When I was on the Island, I was reminded of Chris' comments on love that he wrote on March 22 called kids don't try this at home...how our love is often selfish and that he offered a challenge to anyone who would dare try it. I need to begin a list like that for my good friends, the people I struggle with being around, and anyone in between. As God was teaching me about love, He was (and is) teaching me about grace. I wish I could fully comprehend it (along with many other things), but I cannot. The best I can do is to live by it and hopefully extend it towards others. Even as I was reading Jeremiah this morning, I was reading about God's judgement, then right away, God went on to proclaim future peace and freedom for His people, even though they had betrayed Him so obviously. I find it hard to understand, but I am so greatful that He still does that so that I am able to live in Christ. I only hope that those who are not living in Christ will soon see how much they need God and that they will turn from pursuing their own desires.

Tuesday, August 03, 2004

Please pray for Leila who is somewhat stuck in Ghana.

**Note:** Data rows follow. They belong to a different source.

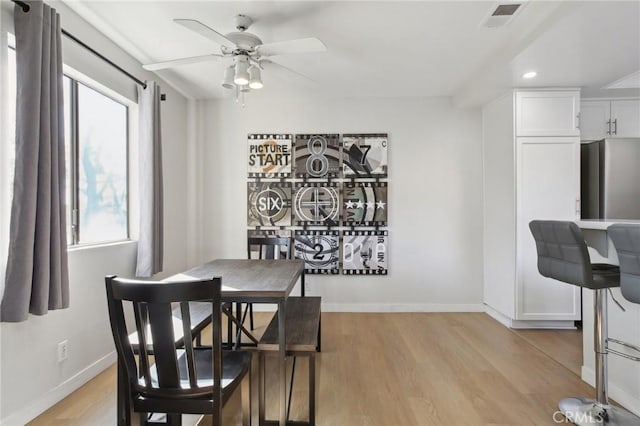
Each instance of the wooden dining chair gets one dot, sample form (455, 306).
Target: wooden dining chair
(168, 374)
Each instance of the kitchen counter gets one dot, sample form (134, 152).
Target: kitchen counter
(602, 224)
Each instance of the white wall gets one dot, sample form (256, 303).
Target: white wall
(499, 205)
(31, 378)
(435, 194)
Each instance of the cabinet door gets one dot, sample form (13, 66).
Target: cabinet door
(547, 113)
(547, 188)
(594, 120)
(625, 118)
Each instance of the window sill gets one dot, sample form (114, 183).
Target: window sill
(93, 246)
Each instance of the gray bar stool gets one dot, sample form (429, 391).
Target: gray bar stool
(563, 255)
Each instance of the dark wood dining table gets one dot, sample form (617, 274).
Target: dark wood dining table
(252, 281)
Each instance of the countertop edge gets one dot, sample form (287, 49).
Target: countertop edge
(602, 224)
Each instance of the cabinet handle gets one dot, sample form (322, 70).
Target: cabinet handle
(578, 208)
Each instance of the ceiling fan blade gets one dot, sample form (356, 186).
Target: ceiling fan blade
(269, 63)
(303, 45)
(206, 31)
(182, 61)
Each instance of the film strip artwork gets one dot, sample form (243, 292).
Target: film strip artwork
(320, 251)
(270, 233)
(364, 204)
(365, 252)
(317, 156)
(364, 155)
(269, 204)
(316, 204)
(269, 156)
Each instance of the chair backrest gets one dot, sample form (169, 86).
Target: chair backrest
(626, 239)
(562, 252)
(269, 248)
(165, 335)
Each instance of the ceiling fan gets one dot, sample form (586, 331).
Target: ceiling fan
(245, 53)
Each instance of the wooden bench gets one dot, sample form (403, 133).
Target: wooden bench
(303, 339)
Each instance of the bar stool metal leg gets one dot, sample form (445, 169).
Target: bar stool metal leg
(585, 411)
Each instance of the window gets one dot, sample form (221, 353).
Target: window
(96, 143)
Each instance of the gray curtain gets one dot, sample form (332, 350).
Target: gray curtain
(150, 243)
(37, 277)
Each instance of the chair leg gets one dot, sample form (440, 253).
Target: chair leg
(250, 306)
(312, 389)
(261, 389)
(583, 411)
(245, 390)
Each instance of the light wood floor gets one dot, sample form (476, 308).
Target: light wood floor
(399, 369)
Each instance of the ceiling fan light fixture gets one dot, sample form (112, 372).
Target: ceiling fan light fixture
(242, 72)
(255, 81)
(229, 74)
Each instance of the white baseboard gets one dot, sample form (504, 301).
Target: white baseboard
(57, 394)
(401, 307)
(621, 396)
(526, 324)
(498, 316)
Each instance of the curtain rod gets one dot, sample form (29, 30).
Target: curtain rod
(25, 8)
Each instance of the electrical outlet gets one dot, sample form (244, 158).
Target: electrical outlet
(63, 350)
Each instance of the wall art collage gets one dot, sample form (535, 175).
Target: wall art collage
(326, 191)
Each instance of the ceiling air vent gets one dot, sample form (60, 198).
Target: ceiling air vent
(501, 15)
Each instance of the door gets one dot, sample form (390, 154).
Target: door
(548, 188)
(594, 120)
(625, 118)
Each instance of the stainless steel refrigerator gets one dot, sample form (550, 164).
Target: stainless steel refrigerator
(610, 179)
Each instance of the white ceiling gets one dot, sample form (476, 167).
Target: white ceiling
(391, 48)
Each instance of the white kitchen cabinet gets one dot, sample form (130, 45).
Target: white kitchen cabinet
(609, 118)
(548, 113)
(526, 178)
(548, 184)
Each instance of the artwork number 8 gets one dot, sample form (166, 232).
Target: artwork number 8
(317, 163)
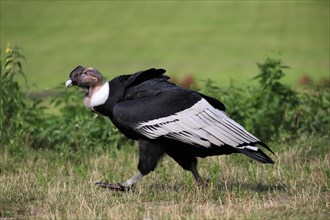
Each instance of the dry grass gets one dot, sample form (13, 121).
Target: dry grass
(44, 185)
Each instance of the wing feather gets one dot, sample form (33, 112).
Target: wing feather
(200, 125)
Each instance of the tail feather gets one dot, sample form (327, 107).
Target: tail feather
(256, 155)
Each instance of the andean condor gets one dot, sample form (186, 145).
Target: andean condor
(165, 119)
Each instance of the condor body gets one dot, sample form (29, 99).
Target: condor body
(165, 118)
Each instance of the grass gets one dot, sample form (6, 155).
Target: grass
(220, 40)
(55, 184)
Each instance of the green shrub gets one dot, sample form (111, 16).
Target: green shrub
(272, 107)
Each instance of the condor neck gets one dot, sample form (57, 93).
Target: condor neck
(97, 95)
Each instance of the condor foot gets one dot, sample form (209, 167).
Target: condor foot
(113, 186)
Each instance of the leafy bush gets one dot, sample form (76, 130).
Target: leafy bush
(272, 107)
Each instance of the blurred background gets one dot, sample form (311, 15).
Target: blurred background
(218, 40)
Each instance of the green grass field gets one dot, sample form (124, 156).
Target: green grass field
(48, 184)
(50, 162)
(220, 40)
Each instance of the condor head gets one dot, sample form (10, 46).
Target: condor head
(85, 78)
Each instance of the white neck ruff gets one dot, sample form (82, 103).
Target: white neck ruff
(100, 96)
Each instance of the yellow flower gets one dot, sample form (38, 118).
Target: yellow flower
(9, 49)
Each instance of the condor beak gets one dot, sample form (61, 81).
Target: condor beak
(68, 83)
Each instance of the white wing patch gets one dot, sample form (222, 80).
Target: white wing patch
(200, 125)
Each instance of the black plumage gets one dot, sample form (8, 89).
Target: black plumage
(165, 119)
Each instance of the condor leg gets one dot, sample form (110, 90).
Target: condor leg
(149, 156)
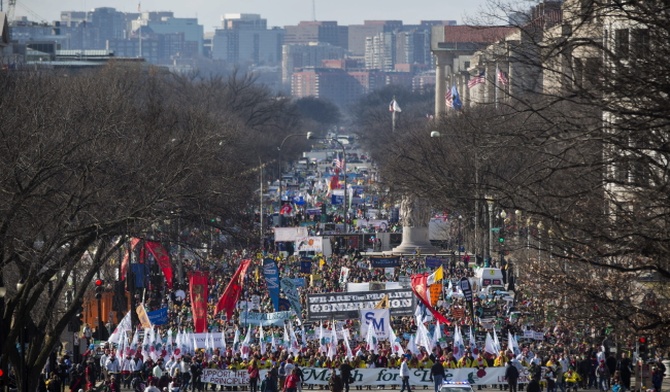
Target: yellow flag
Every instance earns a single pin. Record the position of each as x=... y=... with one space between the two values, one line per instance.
x=439 y=274
x=436 y=276
x=383 y=303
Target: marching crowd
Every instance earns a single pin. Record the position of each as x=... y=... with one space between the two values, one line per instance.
x=566 y=357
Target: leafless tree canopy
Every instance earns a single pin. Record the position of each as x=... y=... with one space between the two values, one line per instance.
x=92 y=158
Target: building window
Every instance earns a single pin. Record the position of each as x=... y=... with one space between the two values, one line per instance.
x=640 y=43
x=621 y=43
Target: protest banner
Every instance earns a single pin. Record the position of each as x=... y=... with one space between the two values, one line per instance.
x=382 y=262
x=343 y=306
x=379 y=319
x=265 y=319
x=375 y=376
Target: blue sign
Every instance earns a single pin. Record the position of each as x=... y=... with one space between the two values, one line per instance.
x=271 y=273
x=385 y=262
x=434 y=262
x=336 y=199
x=158 y=317
x=306 y=267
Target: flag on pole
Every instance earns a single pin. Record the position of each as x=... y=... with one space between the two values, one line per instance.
x=459 y=344
x=456 y=98
x=489 y=346
x=437 y=335
x=473 y=345
x=371 y=340
x=246 y=343
x=394 y=107
x=383 y=303
x=512 y=344
x=232 y=293
x=502 y=77
x=420 y=288
x=236 y=340
x=396 y=348
x=479 y=79
x=322 y=339
x=435 y=277
x=261 y=339
x=496 y=342
x=332 y=347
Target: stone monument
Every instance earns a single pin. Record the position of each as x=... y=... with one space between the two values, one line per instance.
x=415 y=216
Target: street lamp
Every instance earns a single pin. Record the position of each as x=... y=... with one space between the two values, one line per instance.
x=344 y=172
x=540 y=226
x=460 y=220
x=489 y=202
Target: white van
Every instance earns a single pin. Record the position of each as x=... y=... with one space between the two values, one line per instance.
x=488 y=277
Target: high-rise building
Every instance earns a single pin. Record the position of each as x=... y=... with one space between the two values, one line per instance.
x=244 y=39
x=307 y=55
x=317 y=31
x=107 y=23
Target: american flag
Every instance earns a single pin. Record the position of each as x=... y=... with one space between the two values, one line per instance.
x=481 y=78
x=502 y=78
x=338 y=163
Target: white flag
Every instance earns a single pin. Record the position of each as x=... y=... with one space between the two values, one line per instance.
x=396 y=348
x=489 y=345
x=332 y=347
x=261 y=338
x=394 y=107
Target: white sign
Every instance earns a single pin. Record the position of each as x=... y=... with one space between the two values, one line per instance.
x=380 y=319
x=309 y=244
x=288 y=234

My visit to Nanaimo has almost come to a close. It's been great hanging out with Kaleena, Laurah, and Josh (and their friends). It is now 11am and I am catching the Depature Bay ferry at 12:30pm. I had so much fun yesterday! We went to Parksville to play minigolf and went on the bumper boats where you can spray everybody with your boat. Thankfully we went on the bumper boats first so we could dry off while minigolfing.

I went to see Bourne Supremacy with Kaleena's sister, Melissa, on Sunday night. I wanted to see it and Kaleena had to work till midnight, so I figured it would be a good way to keep me awake till she got home. When we got back from the movie, we played Scrabble. Yesterday I played Speed Scrabble with Kaleena, Melissa, and their brother Joel. It was fun. It made me miss school even more.

When I woke up at 6:30 this morning (Kaleena had to go to work), I actually started missing the guys from school...especially Kardy, I don't know why, but I will see most people soon enough...21 DAYS TILL I'M IN CALGARY!!!!

Well, I'm off to play one more game with Kaleena' sister, Cassie, and whoever else happens to be playing.